Le projet de loi voulu par le ministre s’oriente notamment vers une rémunération au mérite des fonctionnaires et souhaite faciliter les mutations d’une branche à l’autre de la fonction publique (qui en compte trois : Etat, collectivités, hôpitaux). Dans un document présenté mardi aux syndicats et aux employeurs, le gouvernement détaille une série de mesures qu’il envisage de glisser dans sa réforme : maintien systématique de la rémunération en cas de mutation, octroi facilité d’un « emploi pérenne » aux apprentis, élargissement de la palette de sanctions face à une « insuffisance professionnelle »…

« Le statut de la fonction publique, ce n’est pas le statu quo, ce n’est pas l’égalitarisme. Il faut le faire évoluer, le moderniser.
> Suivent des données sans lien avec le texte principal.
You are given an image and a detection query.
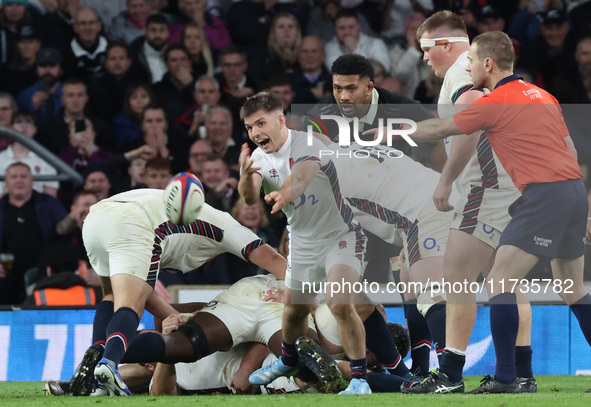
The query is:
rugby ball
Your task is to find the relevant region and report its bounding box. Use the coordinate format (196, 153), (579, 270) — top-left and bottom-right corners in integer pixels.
(164, 172), (205, 225)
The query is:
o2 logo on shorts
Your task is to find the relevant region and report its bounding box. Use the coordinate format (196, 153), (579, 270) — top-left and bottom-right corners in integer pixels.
(205, 300), (218, 309)
(482, 223), (495, 240)
(293, 194), (318, 209)
(423, 237), (441, 252)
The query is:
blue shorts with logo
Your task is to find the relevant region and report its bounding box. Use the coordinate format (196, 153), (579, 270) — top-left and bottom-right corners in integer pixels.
(499, 179), (588, 258)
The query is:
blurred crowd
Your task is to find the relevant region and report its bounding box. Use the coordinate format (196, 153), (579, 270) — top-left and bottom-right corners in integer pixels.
(0, 0), (591, 305)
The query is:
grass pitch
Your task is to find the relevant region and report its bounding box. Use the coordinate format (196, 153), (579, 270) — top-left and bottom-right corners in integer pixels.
(0, 376), (591, 407)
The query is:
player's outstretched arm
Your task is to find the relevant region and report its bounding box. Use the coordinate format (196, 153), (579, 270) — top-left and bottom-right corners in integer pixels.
(238, 143), (263, 205)
(248, 244), (287, 280)
(150, 363), (178, 396)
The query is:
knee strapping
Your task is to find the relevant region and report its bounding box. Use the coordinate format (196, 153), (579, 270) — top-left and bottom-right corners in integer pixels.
(417, 282), (445, 317)
(179, 321), (209, 360)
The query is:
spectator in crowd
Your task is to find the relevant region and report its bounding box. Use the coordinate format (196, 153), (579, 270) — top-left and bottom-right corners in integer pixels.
(181, 23), (215, 77)
(382, 0), (434, 44)
(129, 14), (170, 83)
(227, 0), (273, 54)
(39, 0), (80, 49)
(0, 90), (18, 151)
(117, 157), (147, 192)
(0, 25), (41, 95)
(153, 44), (195, 122)
(205, 107), (240, 169)
(249, 12), (302, 87)
(88, 41), (151, 123)
(121, 106), (190, 173)
(0, 162), (67, 304)
(175, 76), (221, 138)
(59, 119), (112, 173)
(82, 164), (111, 202)
(143, 157), (172, 189)
(267, 75), (300, 130)
(170, 0), (232, 51)
(107, 0), (151, 44)
(189, 140), (213, 178)
(389, 12), (431, 98)
(0, 0), (33, 64)
(37, 78), (114, 154)
(215, 45), (258, 129)
(64, 7), (108, 83)
(17, 48), (64, 126)
(200, 152), (239, 212)
(80, 0), (127, 27)
(0, 111), (59, 198)
(550, 37), (591, 103)
(289, 35), (331, 103)
(520, 10), (576, 89)
(48, 189), (98, 264)
(506, 0), (563, 46)
(369, 59), (405, 94)
(113, 83), (154, 149)
(325, 9), (390, 71)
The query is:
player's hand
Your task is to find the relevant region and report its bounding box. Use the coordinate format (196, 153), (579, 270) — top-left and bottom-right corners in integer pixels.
(433, 182), (454, 212)
(265, 191), (289, 214)
(263, 287), (285, 304)
(162, 314), (193, 334)
(238, 143), (261, 177)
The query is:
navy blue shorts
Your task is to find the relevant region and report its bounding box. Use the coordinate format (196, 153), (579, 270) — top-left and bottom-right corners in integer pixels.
(499, 179), (588, 258)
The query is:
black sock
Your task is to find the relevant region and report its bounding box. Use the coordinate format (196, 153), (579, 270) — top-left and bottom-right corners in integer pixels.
(92, 301), (114, 345)
(439, 349), (466, 383)
(404, 303), (431, 376)
(281, 341), (298, 366)
(349, 358), (367, 380)
(570, 293), (591, 345)
(515, 346), (534, 377)
(121, 332), (166, 363)
(425, 302), (445, 359)
(103, 307), (140, 366)
(367, 372), (411, 393)
(363, 309), (408, 376)
(489, 293), (519, 383)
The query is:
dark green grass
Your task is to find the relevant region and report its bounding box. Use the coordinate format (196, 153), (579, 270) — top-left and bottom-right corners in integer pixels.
(0, 376), (591, 407)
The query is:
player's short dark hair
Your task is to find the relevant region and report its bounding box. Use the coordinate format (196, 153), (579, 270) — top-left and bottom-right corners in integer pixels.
(240, 92), (283, 120)
(417, 10), (468, 39)
(386, 322), (410, 359)
(330, 54), (374, 81)
(472, 31), (515, 71)
(146, 14), (169, 29)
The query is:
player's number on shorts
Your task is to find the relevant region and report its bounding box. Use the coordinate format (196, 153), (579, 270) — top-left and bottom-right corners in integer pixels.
(423, 237), (441, 252)
(482, 224), (495, 240)
(293, 194), (318, 209)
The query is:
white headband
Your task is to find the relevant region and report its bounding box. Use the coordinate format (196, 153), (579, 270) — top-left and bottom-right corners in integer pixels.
(421, 37), (470, 48)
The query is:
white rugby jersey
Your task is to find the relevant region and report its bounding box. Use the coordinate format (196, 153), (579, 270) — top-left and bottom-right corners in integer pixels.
(437, 51), (515, 191)
(97, 189), (263, 278)
(252, 130), (360, 245)
(327, 144), (439, 243)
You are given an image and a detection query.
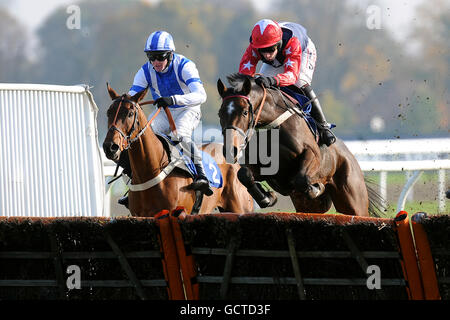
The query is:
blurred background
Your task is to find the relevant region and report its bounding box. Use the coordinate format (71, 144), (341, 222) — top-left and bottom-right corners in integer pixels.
(0, 0), (450, 142)
(0, 0), (450, 214)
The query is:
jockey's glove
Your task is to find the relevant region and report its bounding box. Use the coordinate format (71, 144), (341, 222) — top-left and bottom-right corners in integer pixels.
(255, 76), (278, 88)
(153, 97), (175, 109)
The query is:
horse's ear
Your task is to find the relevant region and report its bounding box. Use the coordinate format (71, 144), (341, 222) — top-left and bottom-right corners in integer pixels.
(217, 78), (227, 98)
(131, 87), (148, 102)
(242, 78), (252, 96)
(106, 82), (119, 100)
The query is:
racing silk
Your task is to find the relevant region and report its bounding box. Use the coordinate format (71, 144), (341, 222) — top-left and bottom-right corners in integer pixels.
(128, 53), (206, 108)
(239, 22), (309, 87)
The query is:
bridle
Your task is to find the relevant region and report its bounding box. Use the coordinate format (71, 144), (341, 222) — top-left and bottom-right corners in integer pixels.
(108, 95), (161, 150)
(222, 86), (267, 158)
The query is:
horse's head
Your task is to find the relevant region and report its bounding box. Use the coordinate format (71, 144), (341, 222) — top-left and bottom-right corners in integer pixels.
(217, 73), (264, 162)
(103, 84), (147, 161)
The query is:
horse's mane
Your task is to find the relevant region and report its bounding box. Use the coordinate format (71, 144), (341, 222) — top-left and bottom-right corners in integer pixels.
(227, 72), (253, 91)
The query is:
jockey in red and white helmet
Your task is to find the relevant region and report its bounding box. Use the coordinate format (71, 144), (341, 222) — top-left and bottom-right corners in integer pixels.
(239, 19), (336, 146)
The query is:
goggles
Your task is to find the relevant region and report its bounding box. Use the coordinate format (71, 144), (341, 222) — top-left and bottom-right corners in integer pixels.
(258, 44), (278, 53)
(147, 51), (170, 61)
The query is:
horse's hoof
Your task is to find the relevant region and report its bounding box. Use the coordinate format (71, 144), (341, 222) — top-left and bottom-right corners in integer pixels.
(257, 197), (271, 209)
(258, 191), (278, 209)
(191, 180), (214, 197)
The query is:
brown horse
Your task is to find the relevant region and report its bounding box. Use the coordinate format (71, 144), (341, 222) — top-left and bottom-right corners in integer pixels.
(217, 74), (379, 216)
(103, 85), (253, 216)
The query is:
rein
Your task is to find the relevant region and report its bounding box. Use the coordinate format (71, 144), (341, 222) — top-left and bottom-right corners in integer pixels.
(108, 96), (178, 150)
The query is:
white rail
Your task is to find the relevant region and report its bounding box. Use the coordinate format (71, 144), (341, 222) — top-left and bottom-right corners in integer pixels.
(0, 83), (105, 217)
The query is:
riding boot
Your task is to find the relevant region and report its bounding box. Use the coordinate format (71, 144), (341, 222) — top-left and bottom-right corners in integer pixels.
(181, 137), (213, 196)
(302, 84), (336, 146)
(117, 150), (131, 208)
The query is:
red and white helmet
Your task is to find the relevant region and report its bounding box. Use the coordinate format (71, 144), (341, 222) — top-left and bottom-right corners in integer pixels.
(252, 19), (283, 49)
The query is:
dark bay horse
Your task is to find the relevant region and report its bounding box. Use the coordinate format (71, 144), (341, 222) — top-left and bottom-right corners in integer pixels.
(103, 85), (253, 216)
(217, 74), (379, 216)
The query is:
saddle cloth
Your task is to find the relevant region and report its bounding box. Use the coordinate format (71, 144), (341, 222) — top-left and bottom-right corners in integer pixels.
(156, 134), (223, 188)
(280, 87), (335, 141)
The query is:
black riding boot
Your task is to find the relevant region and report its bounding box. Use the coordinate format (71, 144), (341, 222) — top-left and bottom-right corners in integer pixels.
(302, 84), (336, 146)
(181, 137), (213, 196)
(117, 150), (131, 208)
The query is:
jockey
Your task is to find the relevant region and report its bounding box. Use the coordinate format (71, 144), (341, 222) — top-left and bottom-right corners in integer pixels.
(119, 31), (213, 204)
(239, 19), (336, 146)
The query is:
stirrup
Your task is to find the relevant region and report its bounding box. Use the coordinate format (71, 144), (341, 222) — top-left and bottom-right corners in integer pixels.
(191, 176), (214, 197)
(320, 128), (336, 147)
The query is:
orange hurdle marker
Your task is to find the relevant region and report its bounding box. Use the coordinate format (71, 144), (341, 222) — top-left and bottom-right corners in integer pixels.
(411, 212), (441, 300)
(155, 210), (185, 300)
(394, 211), (424, 300)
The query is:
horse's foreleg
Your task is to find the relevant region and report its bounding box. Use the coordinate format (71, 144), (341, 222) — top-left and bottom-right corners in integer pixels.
(238, 167), (277, 208)
(294, 150), (325, 199)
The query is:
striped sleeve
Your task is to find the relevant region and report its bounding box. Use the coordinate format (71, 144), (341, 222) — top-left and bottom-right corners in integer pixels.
(173, 59), (206, 106)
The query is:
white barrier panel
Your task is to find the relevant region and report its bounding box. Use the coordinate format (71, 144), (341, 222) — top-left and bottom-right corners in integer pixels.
(0, 84), (105, 217)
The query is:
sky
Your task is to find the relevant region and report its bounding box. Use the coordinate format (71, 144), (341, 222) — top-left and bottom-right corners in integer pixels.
(0, 0), (425, 40)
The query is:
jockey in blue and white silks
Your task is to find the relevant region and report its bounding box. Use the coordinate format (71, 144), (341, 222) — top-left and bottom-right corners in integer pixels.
(119, 31), (213, 203)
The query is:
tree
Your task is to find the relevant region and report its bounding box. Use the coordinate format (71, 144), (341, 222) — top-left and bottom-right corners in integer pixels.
(0, 8), (32, 82)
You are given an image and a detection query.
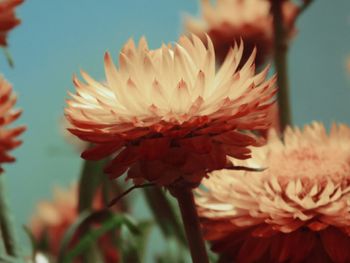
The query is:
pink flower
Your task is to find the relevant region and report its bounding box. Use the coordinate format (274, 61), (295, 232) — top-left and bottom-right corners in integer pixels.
(29, 185), (119, 262)
(197, 123), (350, 263)
(185, 0), (299, 66)
(66, 36), (276, 186)
(0, 75), (25, 174)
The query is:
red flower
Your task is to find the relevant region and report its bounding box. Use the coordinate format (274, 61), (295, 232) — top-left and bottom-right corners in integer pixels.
(0, 75), (25, 173)
(185, 0), (299, 66)
(66, 36), (276, 186)
(0, 0), (23, 46)
(30, 186), (119, 262)
(196, 123), (350, 263)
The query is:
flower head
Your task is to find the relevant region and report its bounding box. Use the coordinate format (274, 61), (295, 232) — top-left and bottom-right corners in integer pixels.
(185, 0), (298, 66)
(0, 75), (25, 174)
(66, 36), (276, 188)
(197, 123), (350, 263)
(29, 185), (119, 262)
(0, 0), (23, 46)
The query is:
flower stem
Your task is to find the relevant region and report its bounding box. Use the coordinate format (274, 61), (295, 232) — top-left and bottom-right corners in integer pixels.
(170, 186), (209, 263)
(0, 175), (20, 257)
(271, 1), (292, 131)
(143, 186), (187, 246)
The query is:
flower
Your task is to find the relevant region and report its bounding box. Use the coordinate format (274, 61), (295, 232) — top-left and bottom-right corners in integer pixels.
(185, 0), (299, 66)
(196, 123), (350, 263)
(29, 185), (119, 262)
(0, 75), (25, 174)
(0, 0), (23, 46)
(65, 36), (276, 186)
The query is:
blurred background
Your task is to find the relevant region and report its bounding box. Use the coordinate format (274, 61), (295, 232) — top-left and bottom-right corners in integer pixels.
(0, 0), (350, 262)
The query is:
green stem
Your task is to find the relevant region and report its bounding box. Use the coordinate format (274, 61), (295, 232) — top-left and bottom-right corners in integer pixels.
(78, 160), (106, 213)
(271, 1), (292, 131)
(0, 174), (20, 257)
(143, 186), (187, 246)
(170, 186), (209, 263)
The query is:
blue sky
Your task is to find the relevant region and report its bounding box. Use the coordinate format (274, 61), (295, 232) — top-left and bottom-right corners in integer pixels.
(0, 0), (350, 258)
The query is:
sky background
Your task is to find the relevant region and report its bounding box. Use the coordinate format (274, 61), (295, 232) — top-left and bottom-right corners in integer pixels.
(0, 0), (350, 260)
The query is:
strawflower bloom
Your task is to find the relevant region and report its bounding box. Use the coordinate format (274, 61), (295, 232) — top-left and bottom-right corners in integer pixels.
(29, 185), (119, 262)
(185, 0), (299, 66)
(0, 0), (23, 46)
(65, 36), (276, 186)
(196, 123), (350, 263)
(0, 75), (25, 174)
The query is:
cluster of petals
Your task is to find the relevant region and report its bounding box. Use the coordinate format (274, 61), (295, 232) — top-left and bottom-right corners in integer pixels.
(0, 75), (25, 174)
(185, 0), (299, 66)
(0, 0), (23, 46)
(196, 123), (350, 263)
(65, 36), (276, 186)
(29, 185), (119, 262)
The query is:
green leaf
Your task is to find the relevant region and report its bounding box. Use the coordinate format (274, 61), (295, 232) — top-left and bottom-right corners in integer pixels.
(143, 187), (187, 247)
(155, 238), (190, 263)
(119, 221), (153, 263)
(57, 211), (92, 262)
(58, 210), (140, 263)
(78, 160), (108, 212)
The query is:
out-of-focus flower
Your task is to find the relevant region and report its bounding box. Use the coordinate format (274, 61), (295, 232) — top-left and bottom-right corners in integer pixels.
(29, 185), (119, 262)
(196, 123), (350, 263)
(185, 0), (299, 66)
(0, 75), (25, 174)
(59, 117), (89, 152)
(0, 0), (23, 46)
(65, 36), (276, 188)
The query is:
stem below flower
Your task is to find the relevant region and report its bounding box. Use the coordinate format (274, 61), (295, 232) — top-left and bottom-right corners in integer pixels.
(0, 174), (20, 257)
(271, 1), (292, 132)
(170, 186), (209, 263)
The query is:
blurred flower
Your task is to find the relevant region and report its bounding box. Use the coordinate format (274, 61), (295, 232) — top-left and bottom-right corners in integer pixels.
(66, 36), (276, 188)
(0, 75), (25, 174)
(0, 0), (23, 46)
(185, 0), (299, 66)
(59, 117), (89, 152)
(197, 123), (350, 263)
(29, 185), (119, 262)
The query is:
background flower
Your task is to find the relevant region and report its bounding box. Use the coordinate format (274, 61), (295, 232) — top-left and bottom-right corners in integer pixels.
(0, 0), (23, 46)
(66, 36), (276, 186)
(0, 75), (25, 173)
(197, 123), (350, 262)
(29, 185), (119, 262)
(185, 0), (298, 66)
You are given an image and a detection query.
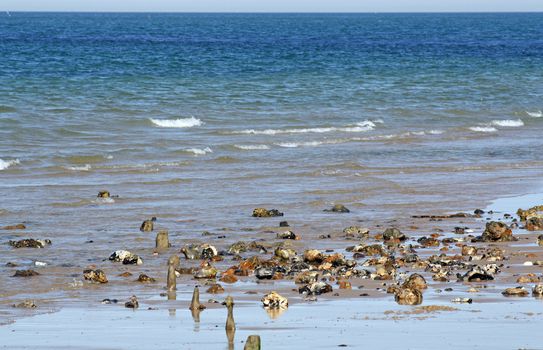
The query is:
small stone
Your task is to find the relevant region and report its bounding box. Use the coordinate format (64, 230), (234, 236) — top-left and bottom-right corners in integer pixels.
(137, 273), (156, 283)
(13, 270), (40, 277)
(206, 283), (224, 294)
(83, 269), (108, 283)
(502, 287), (530, 297)
(261, 292), (288, 309)
(324, 204), (351, 213)
(124, 295), (140, 309)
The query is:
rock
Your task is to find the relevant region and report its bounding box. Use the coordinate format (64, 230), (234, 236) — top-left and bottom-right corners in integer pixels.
(194, 262), (218, 279)
(298, 282), (333, 295)
(394, 288), (422, 305)
(0, 224), (26, 231)
(274, 246), (296, 260)
(304, 249), (324, 264)
(526, 217), (543, 231)
(343, 226), (370, 238)
(9, 238), (51, 248)
(109, 250), (143, 265)
(451, 298), (473, 304)
(206, 283), (224, 294)
(140, 216), (156, 232)
(383, 227), (407, 242)
(517, 205), (543, 221)
(155, 230), (172, 250)
(12, 270), (40, 277)
(136, 273), (156, 283)
(294, 271), (319, 284)
(532, 283), (543, 298)
(261, 292), (288, 309)
(417, 236), (440, 247)
(517, 273), (539, 283)
(324, 204), (351, 213)
(253, 208), (283, 218)
(502, 287), (530, 297)
(12, 300), (38, 309)
(124, 295), (140, 309)
(277, 231), (300, 240)
(479, 221), (514, 242)
(96, 191), (111, 198)
(181, 243), (218, 260)
(243, 335), (260, 350)
(83, 269), (108, 283)
(402, 273), (428, 291)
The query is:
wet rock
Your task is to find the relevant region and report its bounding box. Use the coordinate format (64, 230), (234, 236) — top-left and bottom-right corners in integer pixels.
(181, 243), (218, 260)
(96, 191), (111, 198)
(124, 295), (140, 309)
(261, 292), (288, 309)
(298, 281), (333, 295)
(304, 249), (324, 264)
(532, 283), (543, 298)
(502, 287), (530, 297)
(243, 335), (260, 350)
(451, 298), (473, 304)
(417, 236), (440, 247)
(459, 264), (500, 282)
(324, 204), (351, 213)
(155, 230), (172, 250)
(194, 262), (218, 279)
(394, 288), (422, 305)
(140, 216), (156, 232)
(294, 271), (319, 284)
(12, 300), (38, 309)
(402, 273), (428, 291)
(343, 226), (370, 238)
(136, 273), (156, 283)
(206, 283), (224, 294)
(517, 205), (543, 221)
(109, 250), (143, 265)
(526, 217), (543, 231)
(253, 208), (283, 218)
(83, 269), (108, 283)
(0, 224), (26, 231)
(478, 221), (514, 242)
(277, 231), (300, 240)
(383, 227), (407, 242)
(9, 238), (51, 248)
(517, 273), (539, 283)
(12, 270), (40, 277)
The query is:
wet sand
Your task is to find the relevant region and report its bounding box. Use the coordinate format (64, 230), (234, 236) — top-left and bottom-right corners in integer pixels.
(0, 190), (543, 349)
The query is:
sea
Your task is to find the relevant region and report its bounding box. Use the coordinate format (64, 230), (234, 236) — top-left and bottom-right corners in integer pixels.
(0, 12), (543, 314)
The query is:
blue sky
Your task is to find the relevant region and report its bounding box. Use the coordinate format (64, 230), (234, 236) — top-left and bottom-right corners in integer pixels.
(0, 0), (543, 12)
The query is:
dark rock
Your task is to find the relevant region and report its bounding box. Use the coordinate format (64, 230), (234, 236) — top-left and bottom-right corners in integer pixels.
(324, 204), (351, 213)
(13, 270), (40, 277)
(9, 238), (51, 248)
(83, 269), (108, 283)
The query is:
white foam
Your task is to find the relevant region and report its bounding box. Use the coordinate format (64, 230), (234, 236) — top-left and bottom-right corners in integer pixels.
(186, 147), (213, 156)
(0, 159), (20, 170)
(526, 111), (543, 118)
(469, 126), (498, 133)
(234, 120), (382, 135)
(66, 164), (91, 171)
(149, 117), (203, 128)
(492, 119), (524, 128)
(234, 145), (270, 151)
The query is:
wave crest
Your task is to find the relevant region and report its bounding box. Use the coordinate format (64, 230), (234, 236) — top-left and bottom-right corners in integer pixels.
(149, 117), (203, 128)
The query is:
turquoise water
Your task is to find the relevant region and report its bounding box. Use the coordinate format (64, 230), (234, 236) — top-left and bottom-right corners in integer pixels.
(0, 13), (543, 314)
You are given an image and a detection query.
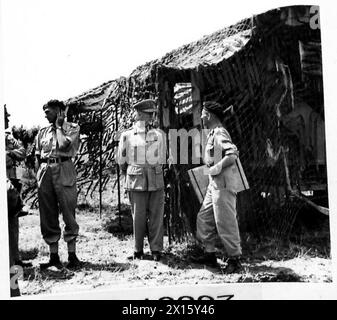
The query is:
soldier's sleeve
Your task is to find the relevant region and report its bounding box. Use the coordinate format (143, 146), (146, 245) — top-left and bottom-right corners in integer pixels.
(157, 129), (167, 164)
(116, 132), (128, 172)
(214, 128), (239, 157)
(9, 136), (26, 161)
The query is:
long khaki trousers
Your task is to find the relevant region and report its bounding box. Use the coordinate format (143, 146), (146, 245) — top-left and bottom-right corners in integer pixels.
(129, 189), (164, 252)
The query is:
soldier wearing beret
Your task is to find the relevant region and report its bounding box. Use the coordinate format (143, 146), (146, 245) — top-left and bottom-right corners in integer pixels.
(194, 101), (242, 273)
(35, 100), (81, 269)
(117, 99), (165, 261)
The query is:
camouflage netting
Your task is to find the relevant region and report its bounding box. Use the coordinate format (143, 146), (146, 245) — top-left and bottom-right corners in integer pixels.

On a des agents pleinement dans le XXIe siècle, mais un système qui est parfois resté bloqué dans les années 1980 », a encore argué M. Guerini dans Le Parisien.

Les huit syndicats représentatifs ont dénoncé dès lundi une réforme à leurs yeux « dogmatique » et qui ne répondrait « à aucune des préoccupations exprimées par les agents publics ». « Nos organisations ne sont pas demandeuses » de cette réforme, insistent dans un communiqué la CGT, FO, la CFDT, l’UNSA, la FSU, Solidaires, la CFE-CGC et la FA-FP, qui jugent plus urgent d’augmenter les rémunérations des fonctionnaires. « Parler du licenciement plutôt que des salaires alors que toutes les règles existent » pour se séparer des fonctionnaires, « c’est détourner l’attention », s’est indigné sur X le secrétaire général de l’Unsa-Fonction publique, Luc Farré.

Concertation sans négociation

Cinq ans après une loi de « transformation » de la fonction publique qu’ils continuent de dénoncer, les syndicats regrettent que la préparation de la prochaine réforme se fasse sous la forme d’une simple concertation, plutôt que d’une négociation qui leur aurait donné davantage voix au chapitre. « Le ministre Stanislas Guerini est déterminé à ouvrir un deuxième acte du saccage du statut général des fonctionnaires », tempête la FSU. Deuxième syndicat de fonctionnaires, la FGF-FO a ainsi refusé de participer à la réunion de mardi, son secrétaire général, Christian Grolier, dénonçant « un ministère qui ne veut pas négocier mais imposer son projet ».

Dans une déclaration lue à la réunion de mardi, la CGT Fonction publique (1er syndicat) « se positionne d’ores et déjà contre un projet qui s’inscrirait dans le prolongement (…) de la loi de transformation de la fonction publique, avec un accent mis sur l’individualisation des rémunérations et le développement de leur part aléatoire et discrétionnaire ».

Du côté du ministère, on affirmait avant la réunion que le but du rendez-vous était « de poser sur la table tous les objets [de concertation], sans tabou, sans dissimulation ». A l’Assemblée nationale, le premier ministre, Gabriel Attal, a tenté de calmer le jeu : le gouvernement laissera « tout le temps à la concertation », de façon à « tout mettre sur la table dans un esprit constructif ».

La concertation doit se poursuivre jusqu’à l’été, avant une présentation du projet de loi à la rentrée. Selon un calendrier prévisionnel communiqué aux syndicats, deux autres réunions plénières – qui associent employeurs et représentants des agents – sont prévues au printemps, la première le 14 mai et la seconde le 20 juin.